A former reporter who rose through the editing ranks of newsrooms from Massachusetts to Minnesota over the past two decades was named editor and senior vice president of news at the Star Tribune on Wednesday.
Nancy Barnes, 45, a deputy managing editor at the newspaper since 2005, will take over March 5 from Anders Gyllenhaal, who is leaving after nearly five years to be the editor of the Miami Herald.
"It is truly a great privilege to be the next editor of the Star Tribune," Barnes said. "This is a newsroom that is blessed with many talented journalists and people who care passionately about this business."
Barnes, who will oversee the newsroom's 370 employees, added, "It has never been more important for us, as journalists, to stand up for what we believe in: aggressive, quality journalism and the rights granted a free press in this country."
In announcing her selection, Star Tribune Publisher Keith Moyer described Barnes as a gifted, fiercely competitive journalist who "gets things done" and is ideally suited to lead the paper, which is the 12th largest in the country.
"She brings a mixture of good ideas and kick-ass editing," Moyer said. "She's consistently shown that she gets where papers are at and where we need to go."
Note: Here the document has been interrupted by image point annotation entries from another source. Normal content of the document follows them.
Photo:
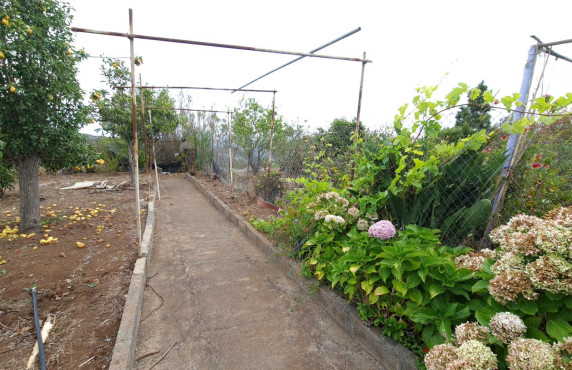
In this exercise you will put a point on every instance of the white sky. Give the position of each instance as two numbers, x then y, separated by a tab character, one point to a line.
411	43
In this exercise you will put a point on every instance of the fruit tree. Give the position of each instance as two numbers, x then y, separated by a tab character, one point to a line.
41	106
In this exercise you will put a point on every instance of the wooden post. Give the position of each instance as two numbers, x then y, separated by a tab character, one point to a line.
356	139
135	146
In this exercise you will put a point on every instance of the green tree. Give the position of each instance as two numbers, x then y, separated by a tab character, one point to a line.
476	113
339	137
41	106
251	130
470	118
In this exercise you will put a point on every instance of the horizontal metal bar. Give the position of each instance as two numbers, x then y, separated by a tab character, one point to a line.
194	88
559	56
212	44
190	110
555	43
297	59
549	50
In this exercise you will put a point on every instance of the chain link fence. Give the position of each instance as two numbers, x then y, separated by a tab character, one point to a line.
458	200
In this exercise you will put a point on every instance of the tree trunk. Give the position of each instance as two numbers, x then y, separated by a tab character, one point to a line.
27	167
131	164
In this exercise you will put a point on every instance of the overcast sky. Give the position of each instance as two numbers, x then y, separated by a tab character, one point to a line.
411	43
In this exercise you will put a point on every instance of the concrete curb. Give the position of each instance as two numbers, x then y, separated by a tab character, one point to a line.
126	341
387	351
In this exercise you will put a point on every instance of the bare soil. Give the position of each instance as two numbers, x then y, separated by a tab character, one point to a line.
82	274
82	289
239	202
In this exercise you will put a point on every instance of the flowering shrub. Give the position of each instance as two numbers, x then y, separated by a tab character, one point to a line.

Barnes, who began her journalism career in 1982 as a news reporter in Lowell, Mass., becomes the editor at a time when newspapers are facing formidable new challenges such as the migration of readers and advertisers to the Internet.
The Star Tribune also is in transition. It is being sold by the McClatchy Company to Avista Capital Partners, a New York-based partnership of former investment bankers. The sale, announced in December, is expected to be completed in early March, said Chris Harte, a member of Avista's executive advisory board and a former Knight Ridder publisher. Harte will act as chairman of the board of directors at the Star Tribune.
He said that after meeting with Barnes, "I was impressed by her energy and her thoughtfulness. She has the drive to take a very, very good paper and keep making it better."
Barnes said an immediate challenge will be to develop new ways to reach readers through the Star Tribune's website, in part by relying more on storytelling that includes video and audio.
At the same time, Barnes said, it is crucial for the paper and website to stay committed to the kinds of aggressive, public-spirited journalism that has long defined many newspapers. "Now, more than ever, it is critical that we develop content that stands above the generic news of the day," she said.
She is the first woman to be editor of the paper.
Barnes was born in Cambridge, Mass., and grew up in Virginia. She graduated in 1982 from the University of Virginia with a bachelor of arts degree in international relations and later earned a master's degree in business administration from the University of North Carolina at Chapel Hill.
She has worked as a reporter, copy editor, assignment editor, Sunday editor and business editor. Before she was hired as assistant managing editor for business at the Star Tribune in 2003, she worked as the Sunday editor for the Raleigh News & Observer.
In 2005, Barnes was promoted to a deputy managing editor position at the Star Tribune, supervising the paper's investigative and projects work and the content for the Sunday editions. She later also assumed responsibility for overseeing metro coverage and news polling.
Barnes is married to Sam Barnes, who is editor of the Star Tribune's weekly West section. The Barneses live in Eden Prairie and have three daughters.